Napastnik z Liege popełnił samobójstwo strzelając sobie w głowę - potwierdziła dziś belgijska prokuratura. Wcześniej belgijska policja znalazła ciało kobiety w magazynie, używanym przez napastnika. To prawdopodobnie jego piąta ofiara. Wczoraj mężczyzna w centrum miasta zastrzelił cztery osoby, a potem sam się zabił.
Prokurator Cedric Visart de Bocarme powiedział w radiu La Premiere, że we wtorek wieczorem znaleziono ciało kobiety w magazynie używanym przez zamachowca.
- Podczas przeszukania ubiegłej nocy magazynu, używanego przez napastnika do hodowania konopii, odkryto ciało kobiety zabitej przez niego przed tym, jak poszedł na Place Saint Lambert - poinformował w środę de Bocarme.

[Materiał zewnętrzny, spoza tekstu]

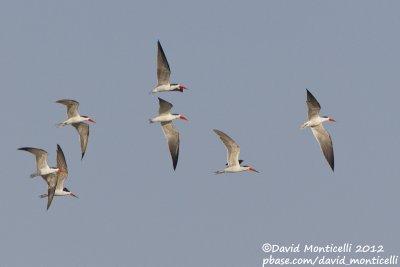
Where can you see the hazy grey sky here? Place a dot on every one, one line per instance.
(246, 66)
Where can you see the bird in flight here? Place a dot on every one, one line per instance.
(42, 168)
(233, 151)
(79, 122)
(55, 181)
(164, 73)
(170, 132)
(315, 122)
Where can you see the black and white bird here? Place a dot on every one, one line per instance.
(315, 122)
(233, 151)
(164, 73)
(171, 133)
(55, 181)
(42, 167)
(79, 122)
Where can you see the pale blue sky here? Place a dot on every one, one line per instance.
(246, 66)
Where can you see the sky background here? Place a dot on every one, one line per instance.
(247, 66)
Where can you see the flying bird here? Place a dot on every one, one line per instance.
(315, 122)
(164, 73)
(79, 122)
(170, 132)
(164, 113)
(233, 151)
(42, 168)
(55, 181)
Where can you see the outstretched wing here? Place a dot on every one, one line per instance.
(51, 180)
(83, 130)
(165, 106)
(62, 173)
(233, 149)
(313, 106)
(172, 136)
(40, 154)
(325, 142)
(163, 71)
(72, 107)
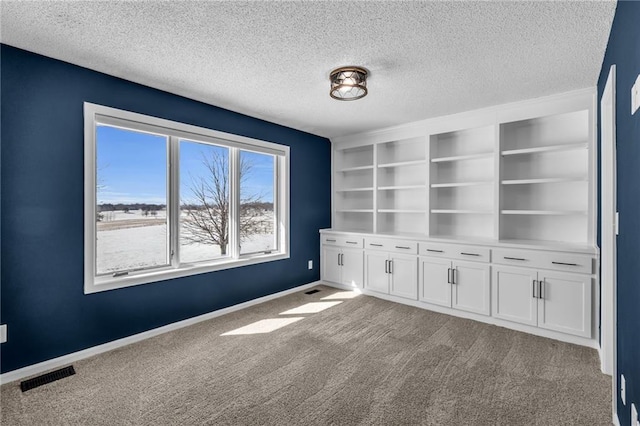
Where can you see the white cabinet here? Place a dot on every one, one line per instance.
(471, 287)
(391, 273)
(342, 260)
(551, 300)
(457, 284)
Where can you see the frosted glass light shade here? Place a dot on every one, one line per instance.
(348, 83)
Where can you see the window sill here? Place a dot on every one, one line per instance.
(104, 283)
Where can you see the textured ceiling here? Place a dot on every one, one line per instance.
(272, 60)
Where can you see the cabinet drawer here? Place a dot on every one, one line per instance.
(342, 241)
(475, 254)
(397, 246)
(568, 262)
(527, 258)
(437, 250)
(546, 260)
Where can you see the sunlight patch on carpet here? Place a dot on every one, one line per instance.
(263, 326)
(310, 308)
(341, 295)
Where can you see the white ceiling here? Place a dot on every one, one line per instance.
(272, 60)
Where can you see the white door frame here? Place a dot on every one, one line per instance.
(608, 227)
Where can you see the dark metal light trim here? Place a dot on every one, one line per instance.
(348, 83)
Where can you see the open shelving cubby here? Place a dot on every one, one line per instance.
(462, 183)
(544, 186)
(354, 187)
(402, 186)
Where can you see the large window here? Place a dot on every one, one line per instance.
(166, 199)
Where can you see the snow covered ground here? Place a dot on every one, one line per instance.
(128, 241)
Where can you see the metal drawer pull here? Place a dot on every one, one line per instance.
(565, 264)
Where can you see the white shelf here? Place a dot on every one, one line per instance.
(400, 211)
(354, 169)
(458, 211)
(463, 157)
(543, 180)
(396, 187)
(403, 163)
(546, 212)
(550, 148)
(354, 211)
(459, 184)
(355, 189)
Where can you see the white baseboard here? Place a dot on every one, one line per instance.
(41, 367)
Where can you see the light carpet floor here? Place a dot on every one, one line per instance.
(363, 361)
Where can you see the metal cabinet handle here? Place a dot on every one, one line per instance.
(565, 264)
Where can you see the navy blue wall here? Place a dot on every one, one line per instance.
(42, 213)
(623, 50)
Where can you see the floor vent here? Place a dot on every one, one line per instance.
(47, 378)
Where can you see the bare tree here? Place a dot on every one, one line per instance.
(208, 220)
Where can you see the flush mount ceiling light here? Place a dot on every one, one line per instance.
(348, 83)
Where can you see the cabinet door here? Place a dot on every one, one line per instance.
(331, 269)
(471, 287)
(375, 271)
(352, 268)
(514, 294)
(404, 276)
(434, 281)
(565, 303)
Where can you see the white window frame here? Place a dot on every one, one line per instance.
(98, 114)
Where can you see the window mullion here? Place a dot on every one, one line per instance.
(234, 203)
(173, 197)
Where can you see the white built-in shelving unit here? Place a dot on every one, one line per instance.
(544, 192)
(523, 173)
(354, 188)
(489, 215)
(462, 183)
(401, 197)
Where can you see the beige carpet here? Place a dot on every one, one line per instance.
(363, 361)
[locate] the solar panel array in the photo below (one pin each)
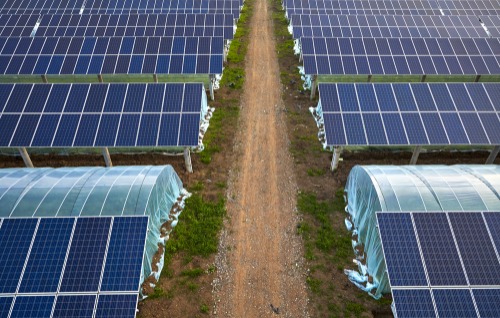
(375, 26)
(212, 25)
(111, 55)
(442, 264)
(410, 114)
(100, 115)
(71, 267)
(394, 7)
(120, 7)
(398, 56)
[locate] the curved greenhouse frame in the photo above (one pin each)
(409, 188)
(96, 191)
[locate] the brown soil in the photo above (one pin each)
(260, 265)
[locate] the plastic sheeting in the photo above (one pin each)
(94, 191)
(409, 188)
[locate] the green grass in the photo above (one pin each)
(215, 134)
(195, 272)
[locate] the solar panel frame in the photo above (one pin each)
(407, 119)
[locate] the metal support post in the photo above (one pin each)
(107, 157)
(211, 85)
(416, 153)
(26, 157)
(314, 85)
(335, 158)
(187, 160)
(493, 155)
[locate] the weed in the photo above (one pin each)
(195, 272)
(353, 309)
(315, 172)
(314, 284)
(197, 231)
(204, 308)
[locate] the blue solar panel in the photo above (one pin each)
(87, 251)
(481, 264)
(32, 307)
(74, 306)
(92, 115)
(116, 306)
(14, 250)
(442, 261)
(415, 114)
(402, 255)
(487, 302)
(101, 56)
(125, 253)
(414, 303)
(47, 255)
(454, 303)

Personaliów kobiety nie podano do publicznej wiadomości.
Kolejna ofiara, 1,5-roczne dziecko
We wtorek wieczorem w szpitalu w Liege zmarło też ranne w ataku 17-miesięczne dziecko. Była to kolejna ofiara napastnika, który sam też zginął. Według części świadków popełnił samobójstwo, strzelając sobie w głowę.
W ataku na miejscu zginął 15-latek, a 17-letnia dziewczyna i 75-letnia kobieta zmarły w szpitalu. 123 osoby zostały ranne.

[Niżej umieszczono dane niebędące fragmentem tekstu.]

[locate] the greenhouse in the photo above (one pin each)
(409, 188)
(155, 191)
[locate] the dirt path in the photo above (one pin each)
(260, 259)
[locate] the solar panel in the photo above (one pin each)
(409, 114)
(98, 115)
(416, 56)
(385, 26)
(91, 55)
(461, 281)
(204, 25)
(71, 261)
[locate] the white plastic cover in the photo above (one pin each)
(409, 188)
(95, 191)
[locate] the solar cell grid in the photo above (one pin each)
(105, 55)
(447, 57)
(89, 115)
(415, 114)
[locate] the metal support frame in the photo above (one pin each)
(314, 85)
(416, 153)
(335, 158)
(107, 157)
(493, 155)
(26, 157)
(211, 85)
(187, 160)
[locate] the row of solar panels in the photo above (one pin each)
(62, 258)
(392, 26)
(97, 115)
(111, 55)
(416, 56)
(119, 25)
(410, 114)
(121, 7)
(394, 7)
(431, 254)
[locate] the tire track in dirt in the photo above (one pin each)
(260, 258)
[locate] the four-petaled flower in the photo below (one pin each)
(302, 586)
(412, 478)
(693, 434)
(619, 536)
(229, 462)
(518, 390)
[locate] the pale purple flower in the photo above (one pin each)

Jak powiedziała rano w środę w rozmowie z TVN24 belgijska korespondentka "Dziennika Gazety Prawnej" Dominika Ćosić, lekarze wciąż walczą o życie jednej osoby, 20-letniego chłopaka. - Jest na granicy życia i śmierci. Niestety mówią, że prawdopodobnie będzie to kolejna ofiara - dodała.
Zaatakował granatami
Do tragedii doszło na centralnym placu miasta, obok budynku sądu. Jak poinformowała prokuratura, mężczyzna strzelaninę wywołał w drodze na komisariat policji, dokąd został wezwany na przesłuchanie.
Jak podała agencja AFP, napastnik, stojąc na dachu przyległej do skweru piekarni, rzucił na plac trzy granaty, które eksplodowały, a następnie otworzył ogień z broni palnej. Miał przy sobie rewolwer i lekką broń automatyczną.
Napastnikiem był 32-letni Nordine Amrani, mieszkaniec Liege marokańskiego pochodzenia. Prokurator Daniele Reynders, powołując się na opinię lekarza sądowego, potwierdził, że Nordine Amrani popełnił samobójstwo "strzałem w głowę". Dodała, że napastnik nie pozostawił żadnej wiadomości wyjaśniającej motywy swego czynu.
Mężczyzna w 2008 roku został skazany na prawie pięć lat więzienia za posiadanie broni i uprawianie konopi indyjskich. Znajdował się na zwolnieniu warunkowym.
Wykluczony atak terrorystyczny
Dotychczas nie ustalono motywów, jakimi się kierował. Zdaniem belgijskiego MSW i prokuratury można wykluczyć jedynie atak terrorystyczny.
Do Liege jeszcze we wtorek przybył premier Belgii Elio di Rupo, wizytę zapowiedziała również para królewska.
Wsparcie i współczucie wyraził przewodniczący Parlamentu Europejskiego Jerzy Buzek.